The first tour of the day started with a sad sight. Our lone calf we have been seeing here the last few days was again out there, but trying to hang with a different mother and calf to the one it had been with the last few days. This mother whale certainly didn’t seem interested and seemed like she was actively trying to get away from the lonely little calf.
We moved on to more cheerful sights and got to spend time with some more playful whales in De Clyde, where we have a shallow reef system. We found a calf happily with its mother, often rolling around on top of her.
Trip two was incredibly lucky today. We were back to De Clyde and watched three mother and calf pairs there. One calf all of a sudden became very surface active, doing a number of breaches out of the water and some lob-tails, where they smack the tail on the surface. This was particularly lucky given the calm conditions, as more often this behaviour is seen in wind.
Trip three was also lucky as not only did we spend time with the same whales on De Clyde, but we also got to see two Indian Ocean humpback dolphins, a very rare coastal species of dolphins. With only around 30 individuals known in this area, they are always a special sight.
On trip four we spent some quality time with the same Mum and calf we had seen earlier and they were incredibly chilled out, giving us some very close looks. The Mum was lifting her head out of the water repeatedly and sometimes her little calf would copy! We had some really close looks at these two very calm whales, as well as seeing a calf breaching a little off in the distance.

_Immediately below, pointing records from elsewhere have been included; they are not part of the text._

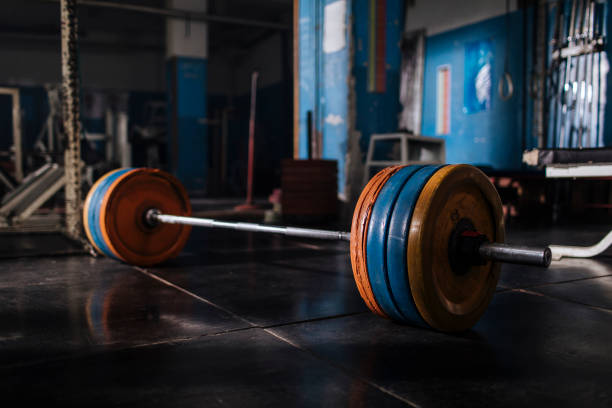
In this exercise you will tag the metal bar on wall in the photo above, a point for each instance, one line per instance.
(16, 117)
(296, 79)
(70, 112)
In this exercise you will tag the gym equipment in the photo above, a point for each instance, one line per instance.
(425, 240)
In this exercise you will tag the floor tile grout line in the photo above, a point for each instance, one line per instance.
(534, 293)
(193, 295)
(539, 285)
(342, 369)
(251, 324)
(279, 337)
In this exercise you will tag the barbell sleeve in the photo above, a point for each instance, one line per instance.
(540, 256)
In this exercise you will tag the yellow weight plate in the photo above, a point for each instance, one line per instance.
(446, 300)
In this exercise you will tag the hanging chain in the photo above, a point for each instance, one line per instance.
(70, 112)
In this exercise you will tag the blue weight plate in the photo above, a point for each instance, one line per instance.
(377, 239)
(396, 247)
(94, 212)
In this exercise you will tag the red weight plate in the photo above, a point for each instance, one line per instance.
(122, 217)
(359, 228)
(86, 206)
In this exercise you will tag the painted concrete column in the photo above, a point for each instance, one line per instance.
(324, 68)
(187, 53)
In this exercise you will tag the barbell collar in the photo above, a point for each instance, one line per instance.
(540, 256)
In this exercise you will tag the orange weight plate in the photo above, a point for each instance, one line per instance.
(87, 206)
(359, 228)
(446, 300)
(122, 217)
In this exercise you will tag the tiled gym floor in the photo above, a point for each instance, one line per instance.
(256, 320)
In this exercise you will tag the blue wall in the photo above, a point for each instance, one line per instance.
(188, 137)
(493, 137)
(377, 112)
(323, 85)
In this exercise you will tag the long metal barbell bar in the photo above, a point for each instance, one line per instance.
(540, 256)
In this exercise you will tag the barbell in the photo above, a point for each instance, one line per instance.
(426, 242)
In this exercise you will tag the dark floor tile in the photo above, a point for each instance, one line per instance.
(220, 247)
(266, 294)
(584, 235)
(526, 350)
(14, 245)
(340, 263)
(594, 292)
(522, 276)
(247, 368)
(57, 306)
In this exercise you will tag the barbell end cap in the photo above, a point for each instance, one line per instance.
(538, 256)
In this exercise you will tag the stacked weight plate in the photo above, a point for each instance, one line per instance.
(113, 216)
(401, 228)
(310, 188)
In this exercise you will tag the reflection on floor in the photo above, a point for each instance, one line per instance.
(253, 320)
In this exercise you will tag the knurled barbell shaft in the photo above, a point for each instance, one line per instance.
(489, 250)
(155, 216)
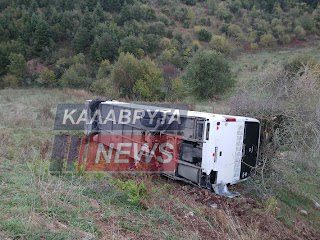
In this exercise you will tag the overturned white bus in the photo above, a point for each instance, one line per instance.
(215, 150)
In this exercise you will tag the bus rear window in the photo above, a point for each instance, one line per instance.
(207, 131)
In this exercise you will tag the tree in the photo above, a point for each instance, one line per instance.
(220, 44)
(47, 78)
(139, 79)
(41, 35)
(208, 74)
(106, 43)
(204, 35)
(18, 65)
(104, 69)
(132, 44)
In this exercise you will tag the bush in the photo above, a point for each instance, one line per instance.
(9, 81)
(132, 44)
(267, 40)
(105, 46)
(307, 22)
(189, 2)
(235, 6)
(76, 76)
(254, 46)
(224, 14)
(220, 44)
(47, 78)
(105, 87)
(297, 64)
(178, 91)
(139, 79)
(204, 35)
(104, 69)
(212, 6)
(18, 65)
(235, 31)
(208, 74)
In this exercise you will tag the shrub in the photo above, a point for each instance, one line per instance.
(105, 46)
(254, 46)
(220, 44)
(212, 6)
(267, 40)
(189, 2)
(18, 65)
(9, 80)
(47, 78)
(234, 5)
(151, 42)
(183, 14)
(278, 30)
(235, 31)
(300, 33)
(104, 69)
(139, 79)
(105, 87)
(204, 35)
(306, 21)
(132, 44)
(158, 28)
(297, 64)
(208, 74)
(76, 76)
(178, 91)
(224, 14)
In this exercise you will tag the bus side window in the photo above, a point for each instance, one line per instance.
(207, 131)
(199, 129)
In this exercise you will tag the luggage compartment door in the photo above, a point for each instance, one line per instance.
(229, 143)
(250, 151)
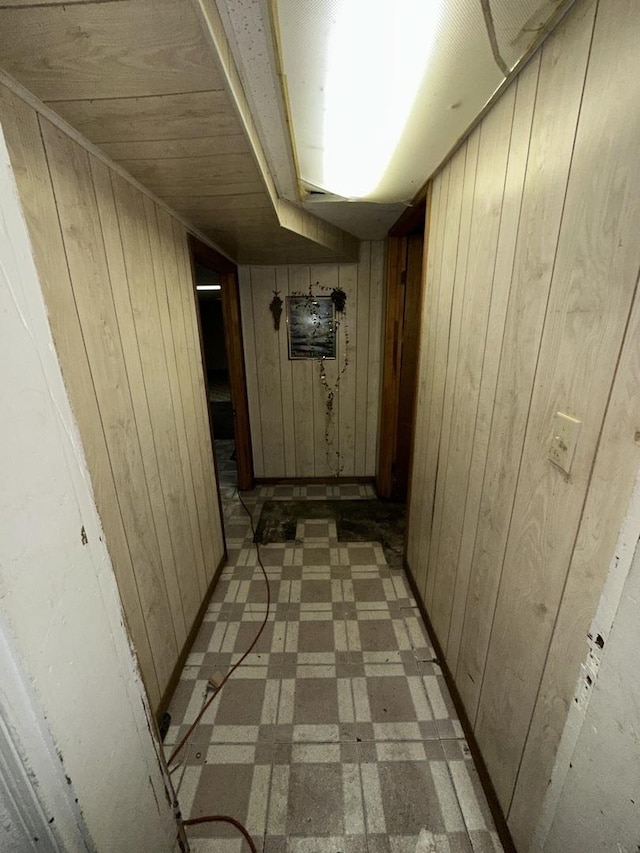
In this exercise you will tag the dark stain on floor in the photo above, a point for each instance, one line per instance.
(356, 521)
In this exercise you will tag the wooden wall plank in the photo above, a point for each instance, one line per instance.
(449, 278)
(172, 238)
(22, 132)
(253, 388)
(531, 547)
(187, 294)
(598, 228)
(516, 169)
(125, 46)
(374, 361)
(85, 237)
(182, 488)
(286, 381)
(553, 133)
(438, 356)
(263, 283)
(303, 375)
(347, 366)
(134, 287)
(290, 394)
(361, 357)
(420, 498)
(581, 341)
(326, 415)
(460, 282)
(495, 134)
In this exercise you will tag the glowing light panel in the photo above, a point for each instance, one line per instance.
(378, 53)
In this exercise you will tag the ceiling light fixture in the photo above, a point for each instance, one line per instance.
(378, 52)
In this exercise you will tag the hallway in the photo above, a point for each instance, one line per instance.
(337, 733)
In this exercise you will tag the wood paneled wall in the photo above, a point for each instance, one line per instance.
(287, 400)
(115, 271)
(530, 308)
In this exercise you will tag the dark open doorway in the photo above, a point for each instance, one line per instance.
(405, 257)
(218, 301)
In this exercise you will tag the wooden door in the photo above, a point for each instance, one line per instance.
(400, 358)
(228, 271)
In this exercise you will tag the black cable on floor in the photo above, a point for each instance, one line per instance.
(180, 746)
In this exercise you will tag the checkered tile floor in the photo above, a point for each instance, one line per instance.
(337, 734)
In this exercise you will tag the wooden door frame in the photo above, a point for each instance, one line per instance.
(228, 271)
(416, 218)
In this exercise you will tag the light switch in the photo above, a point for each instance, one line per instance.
(564, 440)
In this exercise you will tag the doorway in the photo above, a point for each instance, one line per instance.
(218, 303)
(405, 257)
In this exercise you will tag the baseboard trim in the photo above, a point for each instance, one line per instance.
(188, 643)
(314, 481)
(483, 773)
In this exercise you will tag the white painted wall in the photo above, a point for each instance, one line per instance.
(71, 695)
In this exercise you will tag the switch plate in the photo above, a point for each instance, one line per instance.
(564, 440)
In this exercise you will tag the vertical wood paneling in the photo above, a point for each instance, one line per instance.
(552, 137)
(374, 353)
(420, 497)
(495, 134)
(253, 390)
(348, 281)
(509, 221)
(130, 307)
(360, 361)
(590, 300)
(83, 244)
(263, 283)
(180, 486)
(441, 316)
(288, 409)
(286, 382)
(208, 514)
(163, 235)
(304, 375)
(187, 294)
(110, 276)
(326, 412)
(519, 551)
(22, 132)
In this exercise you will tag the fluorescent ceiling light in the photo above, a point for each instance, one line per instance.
(378, 52)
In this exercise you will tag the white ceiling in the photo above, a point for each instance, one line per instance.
(476, 47)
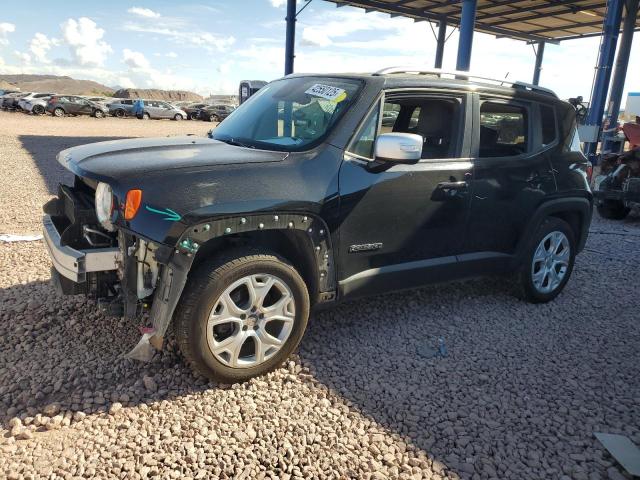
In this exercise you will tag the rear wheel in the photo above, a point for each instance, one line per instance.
(612, 209)
(242, 316)
(548, 261)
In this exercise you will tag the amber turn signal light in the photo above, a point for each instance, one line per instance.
(132, 204)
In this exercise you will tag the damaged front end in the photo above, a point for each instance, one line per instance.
(125, 274)
(619, 179)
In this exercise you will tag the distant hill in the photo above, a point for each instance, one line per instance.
(4, 85)
(57, 84)
(153, 94)
(71, 86)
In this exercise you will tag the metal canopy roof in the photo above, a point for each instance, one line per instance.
(530, 20)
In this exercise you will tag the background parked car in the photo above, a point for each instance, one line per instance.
(22, 103)
(60, 106)
(121, 107)
(215, 113)
(104, 101)
(160, 109)
(36, 106)
(10, 102)
(193, 110)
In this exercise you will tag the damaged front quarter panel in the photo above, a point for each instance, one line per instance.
(176, 264)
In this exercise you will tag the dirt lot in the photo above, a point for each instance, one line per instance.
(518, 397)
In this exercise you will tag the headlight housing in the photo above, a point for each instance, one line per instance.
(104, 206)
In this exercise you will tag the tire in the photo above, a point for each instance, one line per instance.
(538, 284)
(204, 293)
(612, 209)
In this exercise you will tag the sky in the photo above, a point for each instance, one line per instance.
(209, 46)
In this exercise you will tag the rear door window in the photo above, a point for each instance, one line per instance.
(504, 129)
(548, 127)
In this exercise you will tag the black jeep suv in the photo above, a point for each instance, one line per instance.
(304, 196)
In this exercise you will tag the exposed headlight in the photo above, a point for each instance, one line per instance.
(104, 206)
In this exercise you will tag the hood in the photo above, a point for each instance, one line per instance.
(120, 158)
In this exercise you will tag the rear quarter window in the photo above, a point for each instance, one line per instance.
(504, 129)
(548, 125)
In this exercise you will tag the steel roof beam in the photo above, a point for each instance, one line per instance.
(566, 11)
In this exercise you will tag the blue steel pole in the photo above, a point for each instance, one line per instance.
(290, 37)
(538, 68)
(603, 76)
(442, 38)
(620, 73)
(467, 24)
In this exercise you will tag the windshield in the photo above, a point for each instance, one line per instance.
(292, 114)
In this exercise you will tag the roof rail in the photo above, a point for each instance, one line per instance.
(466, 75)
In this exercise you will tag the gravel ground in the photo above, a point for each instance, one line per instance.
(519, 395)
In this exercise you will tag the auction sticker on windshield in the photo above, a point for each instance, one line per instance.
(327, 92)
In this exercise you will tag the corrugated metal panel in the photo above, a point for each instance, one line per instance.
(532, 20)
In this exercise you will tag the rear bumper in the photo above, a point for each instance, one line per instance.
(75, 264)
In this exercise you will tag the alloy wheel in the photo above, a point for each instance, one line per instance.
(550, 262)
(251, 321)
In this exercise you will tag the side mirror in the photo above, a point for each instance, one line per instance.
(398, 147)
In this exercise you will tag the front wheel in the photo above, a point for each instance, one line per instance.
(548, 261)
(242, 316)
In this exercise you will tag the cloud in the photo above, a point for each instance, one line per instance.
(135, 59)
(125, 82)
(326, 29)
(23, 58)
(5, 30)
(201, 39)
(40, 45)
(84, 38)
(143, 12)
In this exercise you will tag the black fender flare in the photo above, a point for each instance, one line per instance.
(314, 226)
(177, 261)
(580, 205)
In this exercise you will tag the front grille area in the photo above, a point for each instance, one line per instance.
(73, 213)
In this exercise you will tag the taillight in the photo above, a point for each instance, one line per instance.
(132, 203)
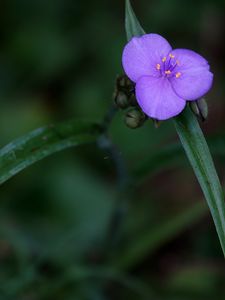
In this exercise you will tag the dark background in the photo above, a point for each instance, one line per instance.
(66, 230)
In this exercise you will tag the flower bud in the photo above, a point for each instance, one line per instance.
(134, 118)
(133, 100)
(200, 108)
(122, 100)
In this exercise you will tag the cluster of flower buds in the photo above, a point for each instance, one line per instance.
(125, 99)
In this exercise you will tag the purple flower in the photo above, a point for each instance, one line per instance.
(165, 78)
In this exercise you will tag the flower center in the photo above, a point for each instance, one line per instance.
(167, 67)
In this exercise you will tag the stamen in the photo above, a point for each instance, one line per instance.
(178, 74)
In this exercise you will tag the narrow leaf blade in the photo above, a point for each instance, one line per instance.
(43, 142)
(199, 156)
(132, 25)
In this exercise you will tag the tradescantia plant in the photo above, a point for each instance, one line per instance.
(165, 79)
(165, 71)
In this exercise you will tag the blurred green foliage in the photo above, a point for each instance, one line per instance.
(71, 226)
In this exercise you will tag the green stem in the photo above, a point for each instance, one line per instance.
(197, 151)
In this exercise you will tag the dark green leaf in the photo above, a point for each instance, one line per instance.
(132, 25)
(200, 159)
(42, 142)
(196, 150)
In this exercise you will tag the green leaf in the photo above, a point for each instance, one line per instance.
(196, 150)
(132, 25)
(42, 142)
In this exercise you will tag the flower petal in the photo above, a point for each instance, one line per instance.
(157, 98)
(195, 79)
(142, 54)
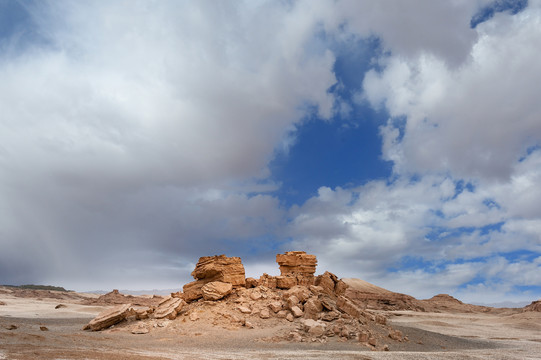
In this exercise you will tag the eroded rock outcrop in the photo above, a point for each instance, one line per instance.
(214, 268)
(169, 308)
(296, 268)
(534, 306)
(216, 290)
(110, 317)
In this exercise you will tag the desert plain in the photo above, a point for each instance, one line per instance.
(249, 322)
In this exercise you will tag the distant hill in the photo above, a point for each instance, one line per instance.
(38, 287)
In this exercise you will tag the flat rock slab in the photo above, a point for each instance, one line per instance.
(169, 308)
(109, 317)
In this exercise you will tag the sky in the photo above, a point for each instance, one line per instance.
(400, 142)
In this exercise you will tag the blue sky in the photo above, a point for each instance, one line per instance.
(398, 141)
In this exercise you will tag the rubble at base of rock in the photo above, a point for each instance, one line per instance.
(317, 310)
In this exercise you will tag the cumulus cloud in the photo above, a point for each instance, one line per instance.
(477, 120)
(134, 139)
(144, 127)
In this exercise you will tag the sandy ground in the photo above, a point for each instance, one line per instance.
(431, 336)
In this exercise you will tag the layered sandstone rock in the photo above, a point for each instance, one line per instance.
(216, 290)
(110, 317)
(169, 308)
(296, 268)
(534, 306)
(214, 268)
(297, 262)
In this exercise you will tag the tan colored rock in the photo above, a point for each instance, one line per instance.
(286, 282)
(140, 329)
(296, 311)
(244, 309)
(314, 328)
(364, 336)
(214, 268)
(216, 290)
(256, 294)
(327, 302)
(312, 309)
(534, 306)
(267, 281)
(142, 312)
(330, 316)
(275, 306)
(292, 301)
(340, 288)
(251, 283)
(327, 281)
(192, 291)
(264, 313)
(169, 308)
(301, 292)
(297, 262)
(220, 268)
(396, 335)
(110, 317)
(345, 305)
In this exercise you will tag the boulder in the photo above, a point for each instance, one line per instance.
(330, 316)
(299, 264)
(110, 317)
(312, 308)
(142, 312)
(251, 283)
(327, 281)
(286, 282)
(534, 306)
(220, 268)
(264, 313)
(214, 268)
(275, 306)
(347, 306)
(216, 290)
(169, 308)
(314, 328)
(267, 281)
(301, 292)
(292, 301)
(296, 311)
(193, 291)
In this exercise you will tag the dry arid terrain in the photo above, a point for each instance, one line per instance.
(352, 320)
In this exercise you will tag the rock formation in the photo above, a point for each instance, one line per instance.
(214, 268)
(110, 317)
(296, 268)
(216, 290)
(534, 306)
(316, 309)
(169, 308)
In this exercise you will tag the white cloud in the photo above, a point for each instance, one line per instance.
(476, 120)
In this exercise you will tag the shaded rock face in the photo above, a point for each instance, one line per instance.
(215, 290)
(110, 317)
(169, 308)
(214, 268)
(534, 306)
(296, 268)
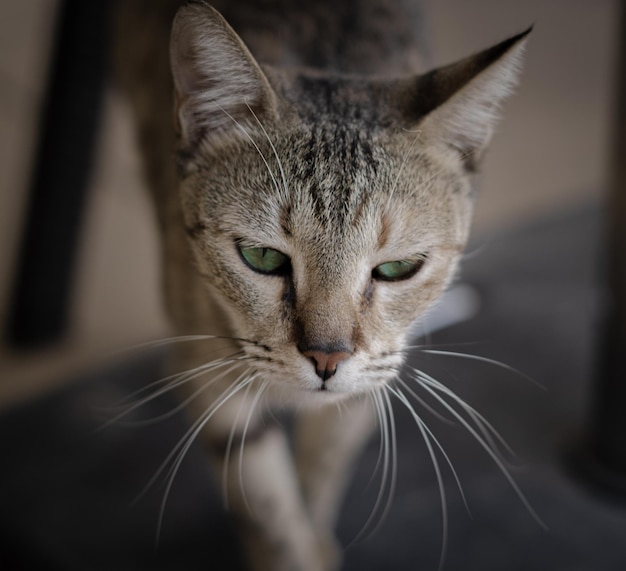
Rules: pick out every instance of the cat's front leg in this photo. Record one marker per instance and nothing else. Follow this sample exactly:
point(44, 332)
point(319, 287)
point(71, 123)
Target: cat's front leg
point(262, 491)
point(327, 442)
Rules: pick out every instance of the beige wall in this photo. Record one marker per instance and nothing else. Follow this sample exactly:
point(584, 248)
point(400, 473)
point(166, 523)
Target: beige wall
point(549, 154)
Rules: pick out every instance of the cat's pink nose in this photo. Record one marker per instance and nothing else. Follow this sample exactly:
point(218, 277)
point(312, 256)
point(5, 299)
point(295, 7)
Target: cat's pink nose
point(326, 362)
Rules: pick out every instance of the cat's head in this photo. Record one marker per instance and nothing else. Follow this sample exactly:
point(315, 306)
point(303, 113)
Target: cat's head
point(327, 214)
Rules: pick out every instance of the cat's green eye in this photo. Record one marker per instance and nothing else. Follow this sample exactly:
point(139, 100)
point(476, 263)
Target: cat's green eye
point(398, 270)
point(265, 260)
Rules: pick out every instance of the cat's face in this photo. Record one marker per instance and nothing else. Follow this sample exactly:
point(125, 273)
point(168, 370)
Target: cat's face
point(363, 249)
point(325, 229)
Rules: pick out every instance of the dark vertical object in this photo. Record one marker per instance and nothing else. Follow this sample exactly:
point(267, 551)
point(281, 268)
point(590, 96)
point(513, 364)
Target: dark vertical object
point(67, 138)
point(603, 462)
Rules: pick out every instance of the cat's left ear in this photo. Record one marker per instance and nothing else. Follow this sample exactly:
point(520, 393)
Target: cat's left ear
point(458, 105)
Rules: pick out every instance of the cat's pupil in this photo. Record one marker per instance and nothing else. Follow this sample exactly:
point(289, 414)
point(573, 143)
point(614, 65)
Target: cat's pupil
point(398, 270)
point(264, 260)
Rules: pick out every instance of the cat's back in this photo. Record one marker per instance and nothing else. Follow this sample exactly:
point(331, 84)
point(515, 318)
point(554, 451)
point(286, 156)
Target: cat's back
point(364, 37)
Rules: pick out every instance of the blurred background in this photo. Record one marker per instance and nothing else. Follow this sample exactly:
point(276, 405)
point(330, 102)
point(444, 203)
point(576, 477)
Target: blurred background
point(534, 259)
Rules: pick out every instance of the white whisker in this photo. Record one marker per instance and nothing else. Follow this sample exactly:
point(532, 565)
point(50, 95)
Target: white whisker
point(484, 360)
point(442, 491)
point(430, 388)
point(245, 132)
point(229, 445)
point(280, 164)
point(255, 401)
point(183, 446)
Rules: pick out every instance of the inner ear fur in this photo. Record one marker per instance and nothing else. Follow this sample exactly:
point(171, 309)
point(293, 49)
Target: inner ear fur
point(218, 85)
point(458, 105)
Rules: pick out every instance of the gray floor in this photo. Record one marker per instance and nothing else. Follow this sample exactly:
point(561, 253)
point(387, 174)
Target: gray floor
point(67, 489)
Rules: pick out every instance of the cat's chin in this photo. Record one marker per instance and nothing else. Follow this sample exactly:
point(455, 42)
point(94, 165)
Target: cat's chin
point(298, 397)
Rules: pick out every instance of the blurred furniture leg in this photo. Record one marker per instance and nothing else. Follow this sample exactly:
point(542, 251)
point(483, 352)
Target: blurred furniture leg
point(603, 463)
point(67, 138)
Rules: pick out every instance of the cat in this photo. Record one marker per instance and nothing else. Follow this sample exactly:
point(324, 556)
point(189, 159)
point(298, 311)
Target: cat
point(313, 186)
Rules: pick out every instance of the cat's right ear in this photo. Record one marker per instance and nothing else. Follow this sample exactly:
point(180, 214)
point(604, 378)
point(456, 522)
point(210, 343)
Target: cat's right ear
point(219, 88)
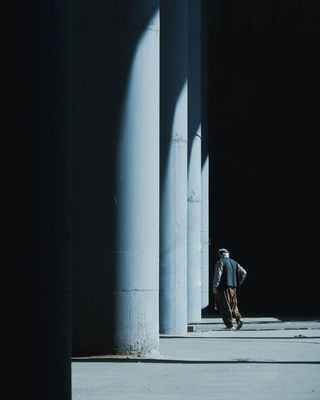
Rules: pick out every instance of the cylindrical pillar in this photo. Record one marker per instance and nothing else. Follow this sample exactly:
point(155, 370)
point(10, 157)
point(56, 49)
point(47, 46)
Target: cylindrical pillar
point(137, 198)
point(205, 232)
point(116, 177)
point(173, 138)
point(47, 127)
point(194, 160)
point(204, 160)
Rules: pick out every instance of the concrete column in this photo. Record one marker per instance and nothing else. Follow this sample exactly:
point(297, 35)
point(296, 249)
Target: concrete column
point(116, 177)
point(47, 129)
point(194, 160)
point(204, 160)
point(137, 203)
point(173, 131)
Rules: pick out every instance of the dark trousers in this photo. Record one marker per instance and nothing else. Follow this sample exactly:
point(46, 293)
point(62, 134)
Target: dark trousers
point(228, 305)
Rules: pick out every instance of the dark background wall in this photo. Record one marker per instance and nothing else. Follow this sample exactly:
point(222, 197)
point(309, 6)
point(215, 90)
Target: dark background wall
point(263, 129)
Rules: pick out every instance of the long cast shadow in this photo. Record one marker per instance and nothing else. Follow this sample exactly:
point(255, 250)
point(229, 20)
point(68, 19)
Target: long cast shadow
point(193, 362)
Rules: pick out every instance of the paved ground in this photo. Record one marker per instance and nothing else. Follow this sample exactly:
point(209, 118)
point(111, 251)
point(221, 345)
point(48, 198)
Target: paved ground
point(267, 359)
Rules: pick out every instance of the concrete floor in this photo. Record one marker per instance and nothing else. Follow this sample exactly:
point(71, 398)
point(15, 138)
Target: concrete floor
point(267, 359)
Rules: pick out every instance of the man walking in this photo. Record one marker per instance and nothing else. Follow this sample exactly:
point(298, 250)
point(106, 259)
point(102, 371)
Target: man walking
point(228, 277)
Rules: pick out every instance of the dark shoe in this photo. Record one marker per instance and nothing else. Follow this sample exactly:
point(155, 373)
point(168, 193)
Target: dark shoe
point(229, 328)
point(239, 324)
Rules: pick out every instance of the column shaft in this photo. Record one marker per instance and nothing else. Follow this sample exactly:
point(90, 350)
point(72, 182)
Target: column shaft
point(194, 161)
point(116, 177)
point(204, 160)
point(173, 131)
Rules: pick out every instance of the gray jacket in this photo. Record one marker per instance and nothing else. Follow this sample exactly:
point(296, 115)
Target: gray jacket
point(228, 273)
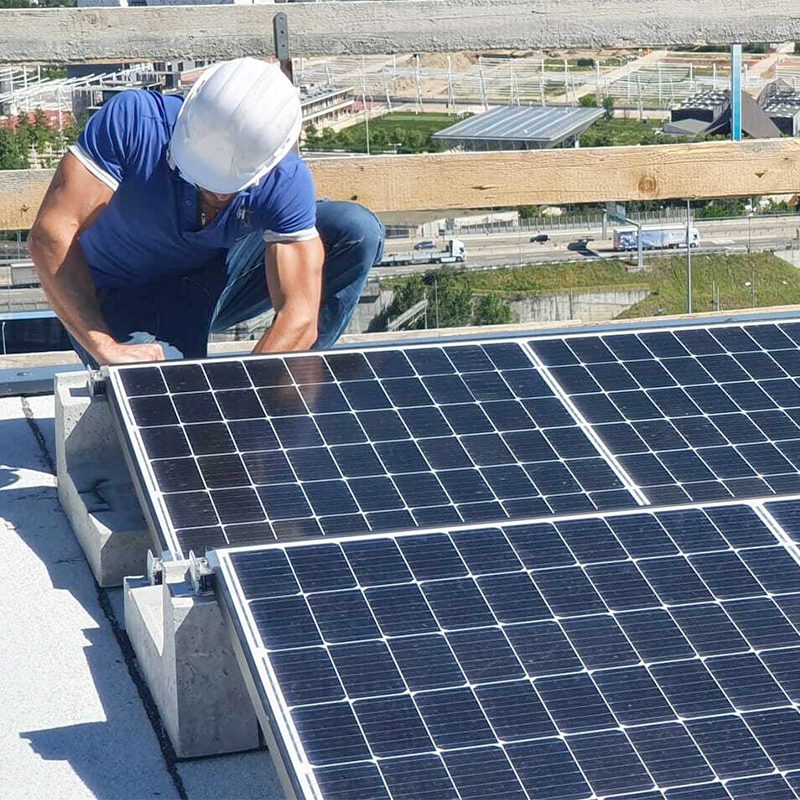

Trip two got to see a couple of bronze whaler sharks over by Slashfin when we stopped by and we very briefly saw a bronze whaler shark on trip four also.
All of our tours today got to see the African penguins who are moulting on Dyer Island, huddled in quite large groups as well as our cape fur seals over on the rock. The big male seals are all around the island at the moment as this is now the height of the breeding season.